There is a popular but erroneous belief that farmers take a break during the winter months. I wish it were true. After a period when patience was required when the ground was still too hard and dry to cultivate, drill and roll the crops are now in the ground and we can start on the jobs which have been put on one side during the time of long daylight hours. The pond, where ducks nest and rear their young in the spring, has dried out sufficiently for us to be able to rake out the leaves and twigs that accumulate annually. It may even be dry enough to remove a willow stump which projects into the water when the pond is full. Ideally the surrounding willow should be pollarded regularly but this is a job for a tree surgeon and, being costly, is low on the priority list. The farmstead is surrounded by many mature beech, ash and sycamore trees which provide shade in the summer, welcome protection from the wind in winter and of course, look beautiful in the autumn. They do, however, produce an awful lot of leaves which almost invariably collect in the gutters and courtyard, making the place look neglected and untidy – another job to be tackled.
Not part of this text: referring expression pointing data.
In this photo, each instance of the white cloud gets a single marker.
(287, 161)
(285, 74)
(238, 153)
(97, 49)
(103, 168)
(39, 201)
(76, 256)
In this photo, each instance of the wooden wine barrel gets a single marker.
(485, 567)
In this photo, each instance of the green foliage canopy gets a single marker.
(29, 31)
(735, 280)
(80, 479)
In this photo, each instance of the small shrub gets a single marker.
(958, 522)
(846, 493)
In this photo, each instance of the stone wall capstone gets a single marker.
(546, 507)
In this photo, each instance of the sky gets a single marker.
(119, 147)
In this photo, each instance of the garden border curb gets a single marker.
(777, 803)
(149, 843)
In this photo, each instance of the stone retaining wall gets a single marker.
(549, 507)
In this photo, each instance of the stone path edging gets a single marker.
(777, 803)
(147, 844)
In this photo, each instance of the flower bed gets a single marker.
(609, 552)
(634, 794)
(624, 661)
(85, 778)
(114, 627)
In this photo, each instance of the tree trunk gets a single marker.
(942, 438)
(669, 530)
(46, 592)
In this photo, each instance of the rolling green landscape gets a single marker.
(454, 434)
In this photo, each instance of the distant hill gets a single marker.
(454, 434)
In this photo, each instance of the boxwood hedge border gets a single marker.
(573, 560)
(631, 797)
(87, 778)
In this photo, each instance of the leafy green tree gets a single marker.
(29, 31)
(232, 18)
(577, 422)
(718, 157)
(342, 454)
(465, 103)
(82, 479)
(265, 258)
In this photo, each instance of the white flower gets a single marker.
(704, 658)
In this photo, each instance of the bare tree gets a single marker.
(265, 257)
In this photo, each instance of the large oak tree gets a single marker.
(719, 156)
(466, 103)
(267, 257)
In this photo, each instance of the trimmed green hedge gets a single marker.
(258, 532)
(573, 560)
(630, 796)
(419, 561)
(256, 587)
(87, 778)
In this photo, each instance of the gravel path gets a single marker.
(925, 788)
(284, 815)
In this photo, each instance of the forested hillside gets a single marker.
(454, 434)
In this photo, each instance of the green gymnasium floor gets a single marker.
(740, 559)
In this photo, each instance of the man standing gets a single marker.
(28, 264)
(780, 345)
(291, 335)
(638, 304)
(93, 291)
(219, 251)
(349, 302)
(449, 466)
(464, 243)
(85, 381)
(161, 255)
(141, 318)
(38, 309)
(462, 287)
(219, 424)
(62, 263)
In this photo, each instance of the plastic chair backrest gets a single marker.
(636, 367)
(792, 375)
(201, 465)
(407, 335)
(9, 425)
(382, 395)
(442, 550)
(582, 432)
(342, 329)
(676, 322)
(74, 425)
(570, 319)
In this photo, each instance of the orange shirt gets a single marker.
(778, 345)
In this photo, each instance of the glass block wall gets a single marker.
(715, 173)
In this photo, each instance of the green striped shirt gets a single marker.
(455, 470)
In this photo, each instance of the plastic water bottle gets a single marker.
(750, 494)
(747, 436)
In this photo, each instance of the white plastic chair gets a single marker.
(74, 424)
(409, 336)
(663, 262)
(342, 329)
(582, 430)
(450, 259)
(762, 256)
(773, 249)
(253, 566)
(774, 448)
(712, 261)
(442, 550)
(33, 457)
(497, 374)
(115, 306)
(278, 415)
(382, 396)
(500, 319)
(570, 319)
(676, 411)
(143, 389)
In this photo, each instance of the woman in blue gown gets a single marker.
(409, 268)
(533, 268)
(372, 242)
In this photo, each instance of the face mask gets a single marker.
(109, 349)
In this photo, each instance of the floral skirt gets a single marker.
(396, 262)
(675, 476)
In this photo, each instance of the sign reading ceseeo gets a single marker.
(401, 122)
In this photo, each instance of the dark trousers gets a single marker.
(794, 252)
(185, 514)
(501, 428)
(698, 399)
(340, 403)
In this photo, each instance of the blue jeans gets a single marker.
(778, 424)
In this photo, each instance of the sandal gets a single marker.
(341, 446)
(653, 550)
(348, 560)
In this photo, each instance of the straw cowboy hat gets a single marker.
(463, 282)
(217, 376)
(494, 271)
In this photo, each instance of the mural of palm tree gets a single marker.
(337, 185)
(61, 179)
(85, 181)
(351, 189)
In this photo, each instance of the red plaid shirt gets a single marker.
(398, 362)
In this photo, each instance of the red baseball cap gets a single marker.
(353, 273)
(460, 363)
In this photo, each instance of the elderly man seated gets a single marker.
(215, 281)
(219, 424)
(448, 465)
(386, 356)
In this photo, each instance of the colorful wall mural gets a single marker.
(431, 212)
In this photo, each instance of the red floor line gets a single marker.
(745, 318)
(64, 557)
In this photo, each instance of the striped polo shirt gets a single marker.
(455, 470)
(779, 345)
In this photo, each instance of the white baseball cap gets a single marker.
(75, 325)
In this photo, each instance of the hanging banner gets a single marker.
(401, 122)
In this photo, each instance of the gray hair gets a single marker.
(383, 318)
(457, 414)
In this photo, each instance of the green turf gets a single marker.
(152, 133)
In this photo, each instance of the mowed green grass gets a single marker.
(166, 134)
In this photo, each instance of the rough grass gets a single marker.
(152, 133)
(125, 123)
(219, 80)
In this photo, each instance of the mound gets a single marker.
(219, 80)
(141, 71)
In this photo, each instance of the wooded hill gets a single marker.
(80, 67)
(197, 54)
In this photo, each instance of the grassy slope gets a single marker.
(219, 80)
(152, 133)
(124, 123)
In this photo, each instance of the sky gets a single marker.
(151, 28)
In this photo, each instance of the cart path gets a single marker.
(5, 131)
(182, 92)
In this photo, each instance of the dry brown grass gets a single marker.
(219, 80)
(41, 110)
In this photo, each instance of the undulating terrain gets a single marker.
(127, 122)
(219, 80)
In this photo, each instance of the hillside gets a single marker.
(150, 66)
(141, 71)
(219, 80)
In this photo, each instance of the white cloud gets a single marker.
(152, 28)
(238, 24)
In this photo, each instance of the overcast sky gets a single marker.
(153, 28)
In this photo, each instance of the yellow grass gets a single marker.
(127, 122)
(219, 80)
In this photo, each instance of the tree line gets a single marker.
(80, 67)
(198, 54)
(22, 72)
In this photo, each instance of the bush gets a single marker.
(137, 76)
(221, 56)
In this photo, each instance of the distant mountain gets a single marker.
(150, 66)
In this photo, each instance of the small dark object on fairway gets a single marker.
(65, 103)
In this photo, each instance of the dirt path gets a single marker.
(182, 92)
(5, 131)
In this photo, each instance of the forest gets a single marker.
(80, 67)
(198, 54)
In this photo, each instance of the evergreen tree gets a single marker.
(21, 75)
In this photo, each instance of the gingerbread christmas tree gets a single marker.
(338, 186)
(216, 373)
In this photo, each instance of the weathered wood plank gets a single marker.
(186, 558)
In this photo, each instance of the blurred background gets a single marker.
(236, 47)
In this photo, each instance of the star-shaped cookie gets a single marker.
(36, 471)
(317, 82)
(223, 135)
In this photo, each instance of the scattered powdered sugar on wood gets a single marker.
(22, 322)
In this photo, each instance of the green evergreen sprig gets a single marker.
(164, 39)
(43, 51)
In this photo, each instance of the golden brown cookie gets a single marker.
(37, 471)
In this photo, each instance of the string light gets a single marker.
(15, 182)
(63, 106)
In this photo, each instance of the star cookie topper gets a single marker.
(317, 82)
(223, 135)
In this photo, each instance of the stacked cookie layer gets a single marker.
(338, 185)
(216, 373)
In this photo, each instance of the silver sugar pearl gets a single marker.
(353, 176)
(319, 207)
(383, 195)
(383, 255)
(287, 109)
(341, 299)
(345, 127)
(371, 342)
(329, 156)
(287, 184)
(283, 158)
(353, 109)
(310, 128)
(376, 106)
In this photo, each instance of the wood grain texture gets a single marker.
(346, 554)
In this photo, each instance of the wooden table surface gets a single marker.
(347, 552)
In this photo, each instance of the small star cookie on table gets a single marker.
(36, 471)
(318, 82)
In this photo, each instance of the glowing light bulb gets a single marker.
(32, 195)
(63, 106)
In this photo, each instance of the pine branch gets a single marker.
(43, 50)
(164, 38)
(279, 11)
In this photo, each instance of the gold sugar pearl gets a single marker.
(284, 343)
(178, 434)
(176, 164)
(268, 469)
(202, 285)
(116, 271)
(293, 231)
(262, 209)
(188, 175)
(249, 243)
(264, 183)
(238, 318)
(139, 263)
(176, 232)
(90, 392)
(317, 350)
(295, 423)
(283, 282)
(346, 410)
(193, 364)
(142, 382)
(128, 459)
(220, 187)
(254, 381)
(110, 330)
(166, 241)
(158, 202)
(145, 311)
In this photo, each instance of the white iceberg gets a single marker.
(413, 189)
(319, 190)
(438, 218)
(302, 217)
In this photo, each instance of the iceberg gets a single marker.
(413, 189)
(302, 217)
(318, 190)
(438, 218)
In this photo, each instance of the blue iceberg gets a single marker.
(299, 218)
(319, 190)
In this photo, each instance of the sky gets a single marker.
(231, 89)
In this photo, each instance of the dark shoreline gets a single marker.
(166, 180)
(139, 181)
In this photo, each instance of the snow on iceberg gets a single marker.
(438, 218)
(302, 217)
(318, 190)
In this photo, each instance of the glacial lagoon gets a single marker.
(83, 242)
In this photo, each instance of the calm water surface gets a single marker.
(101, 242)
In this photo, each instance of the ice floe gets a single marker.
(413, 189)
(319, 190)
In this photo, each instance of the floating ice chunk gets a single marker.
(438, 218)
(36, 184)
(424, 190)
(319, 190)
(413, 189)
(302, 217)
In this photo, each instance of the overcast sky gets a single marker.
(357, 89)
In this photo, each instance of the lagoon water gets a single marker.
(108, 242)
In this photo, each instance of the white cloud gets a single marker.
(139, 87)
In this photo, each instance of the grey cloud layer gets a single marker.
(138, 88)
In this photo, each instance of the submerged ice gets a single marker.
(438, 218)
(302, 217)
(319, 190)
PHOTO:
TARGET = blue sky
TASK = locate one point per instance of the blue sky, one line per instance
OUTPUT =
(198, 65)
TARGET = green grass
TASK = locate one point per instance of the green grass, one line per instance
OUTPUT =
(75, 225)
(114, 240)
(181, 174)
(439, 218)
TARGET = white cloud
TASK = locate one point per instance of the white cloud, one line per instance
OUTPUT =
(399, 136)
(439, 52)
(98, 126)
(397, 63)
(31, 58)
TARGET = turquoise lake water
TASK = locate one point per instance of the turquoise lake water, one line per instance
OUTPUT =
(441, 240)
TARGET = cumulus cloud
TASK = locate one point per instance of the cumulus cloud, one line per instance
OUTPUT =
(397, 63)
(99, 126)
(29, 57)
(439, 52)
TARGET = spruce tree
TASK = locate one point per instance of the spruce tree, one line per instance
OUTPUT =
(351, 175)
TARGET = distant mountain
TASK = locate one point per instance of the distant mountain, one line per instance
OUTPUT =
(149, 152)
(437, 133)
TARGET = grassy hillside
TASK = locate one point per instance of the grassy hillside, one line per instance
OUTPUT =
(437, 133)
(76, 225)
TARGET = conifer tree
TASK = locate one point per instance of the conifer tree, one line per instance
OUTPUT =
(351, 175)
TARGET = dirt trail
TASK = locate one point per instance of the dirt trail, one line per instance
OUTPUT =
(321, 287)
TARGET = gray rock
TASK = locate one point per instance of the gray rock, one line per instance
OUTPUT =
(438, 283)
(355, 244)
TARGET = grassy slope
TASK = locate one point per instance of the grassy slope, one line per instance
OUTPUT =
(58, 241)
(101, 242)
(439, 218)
The bird feeders require replenishing regularly now, including the niger seed holder which has had no visitors for at least six weeks. Goldfinches, which are the only birds to feed on niger seed, are partial migrants, but I always wonder if they will return and am always pleased to see them when they do! It is becoming easier to see and identify birds now that the trees have almost lost their leaves.
Back in October we celebrated harvest with a supper in the Village Hall followed on the Sunday with the traditional Harvest Festival in the beautifully decorated church. Gifts of food and other non-perishables were taken up to the altar to be taken later to the local food bank which is, sadly, very much used at present. Village social life is in full swing as we continue to raise funds for Holy Cross church with a Quiz Night in the Village Hall on November 16th and a concert by the Pleasley Colliery Band on December 1st. Poppies are much in evidence in November as, in addition to the annual Remembrance Day commemorations, this year we commemorate the 100th Anniversary of the end of World War One.